Sin embargo, no hay que equivocarse
por esta impresión a primera vista: el director del Centro Binacional
de Derechos Humanos de Tijuana, es un auténtico hombre de la frontera.
Quizá nunca figure en la historia oficial como pionero, explorador,
colonizador o aventurero porque no exterminó indígenas, ni
mexicanos. Al contrario, los protegió. Y, además, jamás
fue “punta de lanza” de tropas militares o fuerzas policiales sino que
enfrentó a las autoridades de uno y otro lado de “la línea”.
Clark Alfaro podría pasar
por un discreto monje franciscano al estilo de El nombre de la
rosa o un maestro universitario amante de las abstracciones filosóficas.
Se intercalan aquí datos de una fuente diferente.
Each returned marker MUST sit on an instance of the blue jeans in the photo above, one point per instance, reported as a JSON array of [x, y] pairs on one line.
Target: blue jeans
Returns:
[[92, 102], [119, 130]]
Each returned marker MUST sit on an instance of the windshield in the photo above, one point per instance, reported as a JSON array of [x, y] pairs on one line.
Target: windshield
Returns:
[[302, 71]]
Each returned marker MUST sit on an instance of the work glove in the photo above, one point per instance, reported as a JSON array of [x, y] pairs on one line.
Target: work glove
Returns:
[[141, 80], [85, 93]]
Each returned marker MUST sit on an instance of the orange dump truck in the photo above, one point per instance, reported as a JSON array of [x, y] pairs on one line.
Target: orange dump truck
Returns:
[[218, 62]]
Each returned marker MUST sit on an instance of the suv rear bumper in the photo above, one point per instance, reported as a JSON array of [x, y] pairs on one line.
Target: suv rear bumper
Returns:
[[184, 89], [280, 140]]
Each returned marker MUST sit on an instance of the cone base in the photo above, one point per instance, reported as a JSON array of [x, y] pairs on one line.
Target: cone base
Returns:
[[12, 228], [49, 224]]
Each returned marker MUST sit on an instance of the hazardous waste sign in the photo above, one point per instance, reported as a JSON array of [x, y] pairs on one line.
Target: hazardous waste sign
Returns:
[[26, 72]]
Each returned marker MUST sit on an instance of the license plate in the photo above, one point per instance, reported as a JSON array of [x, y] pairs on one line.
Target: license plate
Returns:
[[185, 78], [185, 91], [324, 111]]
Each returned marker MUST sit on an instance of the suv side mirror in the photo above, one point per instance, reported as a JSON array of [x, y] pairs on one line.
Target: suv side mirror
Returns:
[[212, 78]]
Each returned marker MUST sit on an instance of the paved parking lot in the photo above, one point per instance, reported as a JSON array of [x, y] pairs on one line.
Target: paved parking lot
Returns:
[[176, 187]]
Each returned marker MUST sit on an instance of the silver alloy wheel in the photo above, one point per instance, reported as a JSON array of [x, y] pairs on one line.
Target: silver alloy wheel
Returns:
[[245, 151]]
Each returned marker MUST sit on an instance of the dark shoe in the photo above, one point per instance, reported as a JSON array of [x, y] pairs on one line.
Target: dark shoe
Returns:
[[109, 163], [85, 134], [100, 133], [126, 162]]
Y algo de eso hay: en su juventud, estudió casi tres años
para convertirse en sacerdote pero abandonó los claustros porque
carecía de vocación para el celibato. Luego, se dedicó
a obtener licenciaturas, maestrías y doctorados. Ahora está
casado y tiene dos pequeños hijos.
Desde 1981, Clark Alfaro es
profesor en las universidades de Baja California y de San Diego. También
es articulista del diario La Opinión, de Los Ángeles,
y de la agencia Pacific News Service. Es autor, además, de una gran
cantidad de ensayos, que incluyen estudios sobre la migración de
indígenas mixtecos y la influencia de sectas religiosas en la región
fronteriza.
“Quiero participar en la transformación
de México”, afirma. “Trato de mantener un equilibrio entre el mundo
académico y el activismo por los derechos humanos. Muchos profesores
universitarios no tienen el más mínimo compromiso social
y se pasan todo el tiempo frente a una computadora, encerrados en sus cubículos”.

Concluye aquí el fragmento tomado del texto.